The organizers behind the Annie Atkin Tanner Memorial Poetry Scholarship Contest at Utah Tech University recently encountered what they strongly suspected was an ChatGPT-produced entry. They had no way to prove it, but rejected the poem for lack of merit, and are currently strategizing about how to adapt to the age of ChatGPT.

There’s also the point that while ChatGPT’s poetry is pedestrian right now, you could, in theory, train an AI model that’s less concerned with being correct, and more concerned with being creative. But there hovers a perplexing question in all of this: “Why in the world would we want a computer to write poetry?” asks Hunter.

Motherboard reached out to the researchers behind the OpenAI study with this and other questions, but didn’t receive a response before publishing.

“Ideally, we would use AI to stop us from doing boring work and free us up to do more interesting things,” said Williams. The prevailing story about AI was once that it would automate the repetitive drudge work no one likes, not the creative work people find rewarding. But somehow, improbably, “automating poets” is where we’ve ended up.

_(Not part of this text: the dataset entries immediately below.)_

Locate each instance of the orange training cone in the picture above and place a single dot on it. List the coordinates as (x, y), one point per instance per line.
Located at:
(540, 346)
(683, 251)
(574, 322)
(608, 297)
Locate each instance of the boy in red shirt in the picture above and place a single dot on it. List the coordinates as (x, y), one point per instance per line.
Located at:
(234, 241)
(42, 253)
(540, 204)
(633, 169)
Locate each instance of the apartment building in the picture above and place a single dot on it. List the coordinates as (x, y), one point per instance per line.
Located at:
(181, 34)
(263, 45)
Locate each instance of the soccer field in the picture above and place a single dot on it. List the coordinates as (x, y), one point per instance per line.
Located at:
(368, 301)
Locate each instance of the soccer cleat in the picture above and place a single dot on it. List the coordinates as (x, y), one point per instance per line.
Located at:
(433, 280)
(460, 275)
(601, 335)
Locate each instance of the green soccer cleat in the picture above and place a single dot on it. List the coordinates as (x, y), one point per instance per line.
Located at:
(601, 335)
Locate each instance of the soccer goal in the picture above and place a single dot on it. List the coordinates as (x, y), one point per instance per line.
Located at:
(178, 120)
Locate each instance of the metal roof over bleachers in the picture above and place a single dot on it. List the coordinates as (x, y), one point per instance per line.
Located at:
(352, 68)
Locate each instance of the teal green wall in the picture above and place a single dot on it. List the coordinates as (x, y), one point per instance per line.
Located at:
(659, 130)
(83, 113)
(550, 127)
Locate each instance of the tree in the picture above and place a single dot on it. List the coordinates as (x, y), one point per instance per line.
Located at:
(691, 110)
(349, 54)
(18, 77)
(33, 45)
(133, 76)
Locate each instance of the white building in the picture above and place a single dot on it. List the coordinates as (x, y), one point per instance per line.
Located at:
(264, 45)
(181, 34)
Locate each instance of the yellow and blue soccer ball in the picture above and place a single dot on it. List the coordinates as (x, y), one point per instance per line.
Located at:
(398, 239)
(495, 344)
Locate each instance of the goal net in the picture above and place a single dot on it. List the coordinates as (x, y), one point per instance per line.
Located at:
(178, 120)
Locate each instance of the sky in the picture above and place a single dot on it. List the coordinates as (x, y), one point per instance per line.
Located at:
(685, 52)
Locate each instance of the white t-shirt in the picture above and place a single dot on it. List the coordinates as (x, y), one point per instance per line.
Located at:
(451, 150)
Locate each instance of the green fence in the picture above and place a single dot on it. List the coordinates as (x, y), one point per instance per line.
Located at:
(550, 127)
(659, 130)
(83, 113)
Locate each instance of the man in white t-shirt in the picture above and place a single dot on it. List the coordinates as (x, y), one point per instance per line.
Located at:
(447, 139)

“It’s reflective of a deeper issue within society, which is that we’re technologically advancing maybe slightly faster than we’re maturing,” said Courtney Stoddart. This, combined with chronic underfunding and undervaluing of the arts, she says, has contributed to otherwise sensible-seeming people believing that LLMs could replace creativity.

“There’s like nine billion things that would be better for AI to spend its time on,” said Zapruder. “Can we get the computers to maybe get all the microplastics out of the ocean?”

The recent course change makes even less sense when you consider that poetry isn’t exactly a lucrative pursuit. The poets I spoke to for this article pointed out that very few of them make a living primarily off poetry.

“There’s no reason why we need a more efficient way of producing poetry,” said Hunter, but this may end up being the very thing that saves poetry from its mass-produced fate. “At its core, it has this beautiful uselessness that preserves it.”